In reference to the expectation of earnings, the Supreme Court in the case of Goodman v. Epstein, 582 F.2d 388 (7th Cir. 1978)established two different forms of profit that fit the Howey’s test: 1) the capital appreciation as a consequence of the development of the initial investment and 2) the profit sharing derived from the use of investor funds.
In said judgment, the Supreme Court delineated these two types of profit that are evaluated under the criteria of the Howey test. First, capital appreciation is recognized as a gain generated by the increase in the value of the initial investment.
This can be due to various factors, such as market growth, business development or improvement in asset value. In summary, A gain is considered when the original investment increases in value over time..
On the other hand, the Court also pointed out that the participation in profits resulting from the use of investor funds constitutes another form of profit. This implies that investors benefit from the earnings generated through the use of their funds in a certain project or company.
If investors contribute capital and that investment is used to generate profits, they are entitled to receive a portion of the profits based on their participation in the investment.
These two forms of profit, established in the case of Goodman v. Epstein, are critical in determining whether an investment meets the requirements of the Howey testwhich is used to assess whether certain transactions qualify as securities under United States securities law.
To finish with the fourth element, the Supreme Court, in the Howey case, established that profits must come exclusively from the efforts of others. However, lower courts have recognized that the efforts made by investors in the joint venture can contribute to generating profits. However, it is crucial that the efforts of the managers are predominant, while the investors mainly adopt a passive role.

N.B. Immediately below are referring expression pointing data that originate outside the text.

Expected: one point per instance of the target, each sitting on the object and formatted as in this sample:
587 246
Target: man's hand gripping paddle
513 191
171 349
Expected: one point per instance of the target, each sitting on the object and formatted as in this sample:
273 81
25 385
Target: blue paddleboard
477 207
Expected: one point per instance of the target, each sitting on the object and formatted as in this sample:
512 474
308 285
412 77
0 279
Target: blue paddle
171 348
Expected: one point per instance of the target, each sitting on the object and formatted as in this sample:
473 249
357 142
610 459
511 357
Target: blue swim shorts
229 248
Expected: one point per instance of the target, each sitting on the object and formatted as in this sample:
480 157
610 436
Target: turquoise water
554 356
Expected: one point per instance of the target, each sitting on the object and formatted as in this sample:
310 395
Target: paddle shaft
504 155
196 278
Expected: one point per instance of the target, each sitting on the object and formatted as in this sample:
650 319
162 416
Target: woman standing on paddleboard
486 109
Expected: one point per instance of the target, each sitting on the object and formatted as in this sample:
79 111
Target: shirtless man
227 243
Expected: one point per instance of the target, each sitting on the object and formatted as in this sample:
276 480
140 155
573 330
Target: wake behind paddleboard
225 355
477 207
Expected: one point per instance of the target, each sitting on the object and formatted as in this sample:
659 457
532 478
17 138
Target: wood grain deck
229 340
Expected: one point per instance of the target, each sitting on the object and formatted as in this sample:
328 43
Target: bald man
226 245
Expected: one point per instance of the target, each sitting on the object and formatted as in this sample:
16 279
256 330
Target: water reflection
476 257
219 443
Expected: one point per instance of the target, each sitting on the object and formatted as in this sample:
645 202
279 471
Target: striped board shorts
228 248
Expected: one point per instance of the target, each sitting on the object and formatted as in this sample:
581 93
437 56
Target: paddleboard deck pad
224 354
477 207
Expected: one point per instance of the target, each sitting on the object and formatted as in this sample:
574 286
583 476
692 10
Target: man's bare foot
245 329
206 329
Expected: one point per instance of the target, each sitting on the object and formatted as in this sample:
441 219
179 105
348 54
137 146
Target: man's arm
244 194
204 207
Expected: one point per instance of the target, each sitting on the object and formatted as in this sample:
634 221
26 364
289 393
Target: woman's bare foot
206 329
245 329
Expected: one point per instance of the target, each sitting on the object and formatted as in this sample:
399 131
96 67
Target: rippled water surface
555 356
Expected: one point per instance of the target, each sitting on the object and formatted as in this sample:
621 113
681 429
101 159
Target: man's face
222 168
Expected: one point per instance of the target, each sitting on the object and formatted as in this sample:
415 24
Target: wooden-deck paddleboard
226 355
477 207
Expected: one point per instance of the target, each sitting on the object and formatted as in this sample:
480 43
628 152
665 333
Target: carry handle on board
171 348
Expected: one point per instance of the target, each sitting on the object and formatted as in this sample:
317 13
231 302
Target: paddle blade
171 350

As set forth in the Howey case, generating returns on an investment requires investors to rely on the labor and efforts of others to obtain returns.

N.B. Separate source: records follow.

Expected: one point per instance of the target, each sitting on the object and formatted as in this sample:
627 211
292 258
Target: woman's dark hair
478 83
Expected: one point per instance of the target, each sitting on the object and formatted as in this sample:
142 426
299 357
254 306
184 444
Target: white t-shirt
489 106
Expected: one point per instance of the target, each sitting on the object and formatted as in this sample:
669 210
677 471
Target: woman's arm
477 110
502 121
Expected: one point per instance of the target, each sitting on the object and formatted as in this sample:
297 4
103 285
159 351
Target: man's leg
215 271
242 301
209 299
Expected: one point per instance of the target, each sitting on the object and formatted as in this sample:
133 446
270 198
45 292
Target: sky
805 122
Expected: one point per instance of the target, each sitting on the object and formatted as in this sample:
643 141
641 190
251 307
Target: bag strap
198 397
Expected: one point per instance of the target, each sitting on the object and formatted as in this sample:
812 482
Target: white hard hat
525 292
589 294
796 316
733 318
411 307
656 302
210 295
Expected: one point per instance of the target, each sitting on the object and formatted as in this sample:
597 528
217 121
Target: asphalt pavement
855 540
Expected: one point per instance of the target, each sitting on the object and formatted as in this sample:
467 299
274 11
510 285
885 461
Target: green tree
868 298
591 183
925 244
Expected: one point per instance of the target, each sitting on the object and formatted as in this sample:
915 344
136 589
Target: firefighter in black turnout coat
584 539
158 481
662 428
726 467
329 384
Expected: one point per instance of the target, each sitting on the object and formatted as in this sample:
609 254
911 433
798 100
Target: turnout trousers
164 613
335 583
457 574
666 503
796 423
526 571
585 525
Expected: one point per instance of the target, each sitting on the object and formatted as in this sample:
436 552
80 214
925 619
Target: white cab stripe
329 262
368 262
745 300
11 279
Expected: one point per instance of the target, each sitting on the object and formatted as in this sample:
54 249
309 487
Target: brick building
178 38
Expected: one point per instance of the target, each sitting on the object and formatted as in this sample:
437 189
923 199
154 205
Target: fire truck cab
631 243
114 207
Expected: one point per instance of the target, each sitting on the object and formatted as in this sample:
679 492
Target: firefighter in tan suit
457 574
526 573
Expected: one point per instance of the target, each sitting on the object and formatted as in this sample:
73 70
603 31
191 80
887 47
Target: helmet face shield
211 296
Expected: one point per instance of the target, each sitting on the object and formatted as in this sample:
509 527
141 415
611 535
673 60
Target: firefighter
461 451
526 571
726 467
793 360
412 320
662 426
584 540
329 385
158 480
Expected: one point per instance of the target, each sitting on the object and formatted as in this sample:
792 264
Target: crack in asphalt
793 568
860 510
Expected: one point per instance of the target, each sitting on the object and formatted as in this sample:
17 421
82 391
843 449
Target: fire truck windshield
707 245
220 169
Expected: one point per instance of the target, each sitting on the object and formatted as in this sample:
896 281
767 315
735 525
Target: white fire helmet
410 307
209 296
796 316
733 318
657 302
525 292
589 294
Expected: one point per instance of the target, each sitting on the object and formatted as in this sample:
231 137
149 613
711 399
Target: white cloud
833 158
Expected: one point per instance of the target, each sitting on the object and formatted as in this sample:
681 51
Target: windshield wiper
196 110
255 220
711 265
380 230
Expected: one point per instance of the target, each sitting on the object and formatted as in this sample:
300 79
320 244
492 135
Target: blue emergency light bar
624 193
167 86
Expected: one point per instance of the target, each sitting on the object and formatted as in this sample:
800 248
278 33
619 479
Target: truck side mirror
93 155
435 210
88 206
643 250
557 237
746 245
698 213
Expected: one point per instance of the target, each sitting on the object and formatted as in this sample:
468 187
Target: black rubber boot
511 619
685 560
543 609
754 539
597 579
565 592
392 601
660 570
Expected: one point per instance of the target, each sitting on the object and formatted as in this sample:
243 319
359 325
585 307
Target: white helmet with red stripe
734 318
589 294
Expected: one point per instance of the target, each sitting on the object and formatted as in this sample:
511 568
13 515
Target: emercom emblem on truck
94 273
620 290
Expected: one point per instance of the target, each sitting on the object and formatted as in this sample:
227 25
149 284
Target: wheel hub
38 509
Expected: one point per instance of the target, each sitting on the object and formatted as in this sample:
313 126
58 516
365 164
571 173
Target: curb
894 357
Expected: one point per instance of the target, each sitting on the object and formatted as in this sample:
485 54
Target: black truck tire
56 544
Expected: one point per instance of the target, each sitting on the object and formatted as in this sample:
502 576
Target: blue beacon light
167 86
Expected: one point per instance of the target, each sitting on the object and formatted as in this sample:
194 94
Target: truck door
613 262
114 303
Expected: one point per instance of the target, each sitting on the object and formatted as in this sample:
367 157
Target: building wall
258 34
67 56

Despite this, lower courts have interpreted that, in certain cases, the efforts of investors can also contribute to the success and profits of a joint venture.
In this sense, although the active participation of investors in the development and operation of the company is admitted, it is crucial that the efforts of the administrators are predominant.
This implies that administrators must assume a central role in decision-making and the strategic direction of the company, while investors play a more passive role, trusting in the professional management of administrators..
Disclaimer: The information and/or opinions expressed in this article do not necessarily represent the views or editorial line of Cointelegraph. The information presented here should not be taken as financial advice or investment recommendation. All investment and commercial movement involve risks and it is the responsibility of each person to do their due research before making an investment decision.